Schumer's bipartisan legislation creates a tax deduction for a hunter that pays to process venison that will eventually be given to a feeding program. This simply means that if a hunter spends money processing the meat, he or she will be able to deduct that amount from his or her taxable income.
The legislation also makes tax-exempt any income that a processor receives from an anti-hunger not-for-profit. Therefore, if a hunter were to bring in a deer to be processed and donated, and a tax exempt entity paid the processing fee, the processor would not have to pay taxes on that income. This would allow the charity's dollars to go further because the processor could be reimbursed at a lower rate and still achieve the same after-tax income. It would also allow more venison to go to charity per dollar, and allow more processors to take part.
Organizations pay to process game that hunters bring to designated processors, so long as the final product is donated to a feeding program. Schumer said that these organizations are being stretched to the brink and their funding has steadily declined over the years. Donations have also dropped precipitously since the recession.
Schumer's legislation would particularly benefit hunters in New York State where deer hunting is one of the most popular sporting opportunities and a critical component of the state's economy and well-being. Nearly 700,000 New Yorkers and over 50,000 nonresidents hunt in the Empire State, contributing over $1.5 billion annually to the state's economy and supporting thousands of jobs. Hunting is also a critical tool in managing overcrowded deer populations.

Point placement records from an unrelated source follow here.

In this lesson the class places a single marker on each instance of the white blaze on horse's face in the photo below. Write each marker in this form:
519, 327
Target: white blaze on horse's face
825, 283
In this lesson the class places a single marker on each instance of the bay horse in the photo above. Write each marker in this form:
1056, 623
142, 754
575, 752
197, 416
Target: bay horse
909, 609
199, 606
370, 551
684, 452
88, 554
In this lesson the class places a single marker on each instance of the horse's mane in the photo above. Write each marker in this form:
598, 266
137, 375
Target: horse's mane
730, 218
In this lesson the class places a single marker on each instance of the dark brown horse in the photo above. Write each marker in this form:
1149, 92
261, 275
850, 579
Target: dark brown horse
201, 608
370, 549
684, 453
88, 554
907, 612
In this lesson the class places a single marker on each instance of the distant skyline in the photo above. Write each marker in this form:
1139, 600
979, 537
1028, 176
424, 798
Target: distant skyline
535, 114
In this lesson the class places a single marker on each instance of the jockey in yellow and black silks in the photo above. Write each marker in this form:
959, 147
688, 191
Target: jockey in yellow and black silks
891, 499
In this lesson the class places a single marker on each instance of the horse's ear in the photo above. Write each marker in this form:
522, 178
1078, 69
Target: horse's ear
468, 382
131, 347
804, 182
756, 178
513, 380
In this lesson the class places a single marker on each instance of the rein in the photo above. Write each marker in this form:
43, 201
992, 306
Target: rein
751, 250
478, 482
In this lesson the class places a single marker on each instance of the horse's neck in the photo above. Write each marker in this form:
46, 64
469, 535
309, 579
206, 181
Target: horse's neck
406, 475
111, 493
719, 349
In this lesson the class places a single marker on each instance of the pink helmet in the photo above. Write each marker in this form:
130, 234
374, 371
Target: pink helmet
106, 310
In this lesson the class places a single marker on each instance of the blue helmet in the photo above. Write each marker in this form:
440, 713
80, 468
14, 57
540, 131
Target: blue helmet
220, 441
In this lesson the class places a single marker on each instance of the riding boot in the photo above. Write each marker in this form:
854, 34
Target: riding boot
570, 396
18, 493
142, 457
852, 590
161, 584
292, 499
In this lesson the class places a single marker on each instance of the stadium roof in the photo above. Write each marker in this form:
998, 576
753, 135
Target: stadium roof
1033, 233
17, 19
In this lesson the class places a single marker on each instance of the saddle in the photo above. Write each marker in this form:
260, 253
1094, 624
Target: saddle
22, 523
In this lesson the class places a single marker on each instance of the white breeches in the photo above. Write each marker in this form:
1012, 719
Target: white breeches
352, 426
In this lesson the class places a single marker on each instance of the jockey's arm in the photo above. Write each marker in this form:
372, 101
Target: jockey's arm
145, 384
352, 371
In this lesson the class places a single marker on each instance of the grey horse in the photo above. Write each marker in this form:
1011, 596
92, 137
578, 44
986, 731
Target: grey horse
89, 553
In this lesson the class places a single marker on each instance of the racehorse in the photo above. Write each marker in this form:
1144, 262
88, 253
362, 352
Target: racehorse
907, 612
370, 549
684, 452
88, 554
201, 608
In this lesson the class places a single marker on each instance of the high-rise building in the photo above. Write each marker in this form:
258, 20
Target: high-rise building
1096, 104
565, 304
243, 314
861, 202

With so many deer roaming freely, hunters are needed to help maintain healthy herds and minimize the amount of annual deer damage. Every year, overpopulation of deer leads to damaged crops, landscape and vehicles. Deer contribute to an estimated $250 million worth of damage annually. The effects of deer overpopulation are widespread, significantly impacting New York farming, transportation and safety. Since 2008, there have been an average of 70,000 deer-vehicle collisions every year. Hunters can help minimize these costs by safely and legally managing these wildlife populations to prevent crop and environmental damage.